Sheikh Salman bin Ebrahim Al Khalifa denies human rights allegations
FIFA presidential candidate Sheikh Salman bin Ebrahim Al Khalifa has issued a statement in which he categorically denies "entirely false" allegations made against him regarding his human rights record.
Asian Football Confederation president Salman, a member of the Bahrain royal family, has attracted opposition from human rights organisations due to the regime's actions in the suppression of the country's pro-democracy demonstrations in 2011.
Salman said in a statement he had "absolutely no involvement" in investigating and prosecuting athletes active in Bahrain's democracy protests in 2011.
"Recent allegations are entirely false and categorically denied by Sheikh Salman bin Ebrahim Al Khalifa," the statement read.
"While it was proposed that Sheikh Salman lead a fact-finding committee in relation to the events of 2011, that committee was never formally established and never conducted any business whatsoever.

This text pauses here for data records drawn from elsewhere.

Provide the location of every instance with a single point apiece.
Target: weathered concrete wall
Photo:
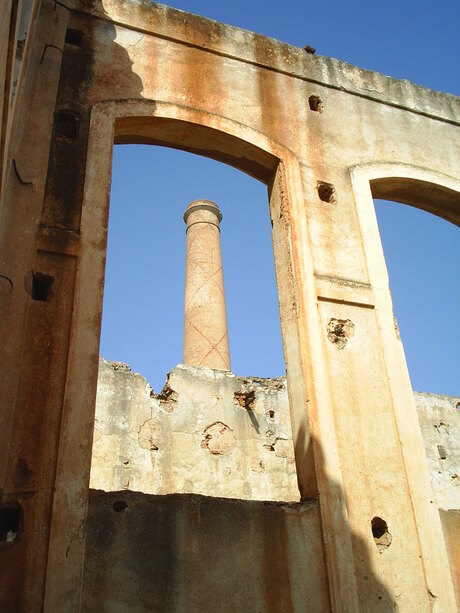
(209, 432)
(212, 433)
(192, 554)
(133, 71)
(439, 418)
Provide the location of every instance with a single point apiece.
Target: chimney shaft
(205, 319)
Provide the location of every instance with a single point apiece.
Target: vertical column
(205, 318)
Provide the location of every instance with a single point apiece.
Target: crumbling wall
(208, 432)
(439, 418)
(133, 71)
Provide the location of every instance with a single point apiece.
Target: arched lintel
(196, 131)
(420, 187)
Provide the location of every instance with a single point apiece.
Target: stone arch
(134, 121)
(418, 187)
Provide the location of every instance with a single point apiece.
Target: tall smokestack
(205, 318)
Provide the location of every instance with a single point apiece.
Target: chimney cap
(207, 205)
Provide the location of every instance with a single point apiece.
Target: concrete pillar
(205, 318)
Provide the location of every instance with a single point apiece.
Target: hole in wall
(326, 192)
(10, 522)
(67, 126)
(442, 452)
(42, 287)
(316, 104)
(74, 37)
(382, 537)
(119, 506)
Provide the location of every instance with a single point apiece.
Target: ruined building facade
(335, 509)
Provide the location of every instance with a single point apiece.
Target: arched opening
(261, 164)
(422, 254)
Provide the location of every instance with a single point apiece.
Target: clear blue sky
(151, 186)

"For the record, and in light of the recycling of historic allegations in the media, Sheikh Salman had absolutely no involvement in the identification, investigation, prosecution or mistreatment of any individuals as has been alleged."
Salman commands widespread support in Asia and is a close ally of Olympic powerbroker Sheikh Ahmad Al Fahad Al Sabah from Kuwait. He has the "overwhelming support" of the AFC in his presidential bid.
Salman is one of seven candidates to replace Sepp Blatter as FIFA president.
The others are Prince Ali bin Al Hussein of Jordan, UEFA general secretary Gianni Infantino, Liberian FA president Musa Bility, former diplomat Jerome Champagne, South African businessman Tokyo Sexwale and UEFA president Michel Platini.
Platini is currently suspended from football pending an investigation into a £1.3 million payment he received from FIFA in 2011, and will only be allowed to stand in February's elections if he is reinstated before then.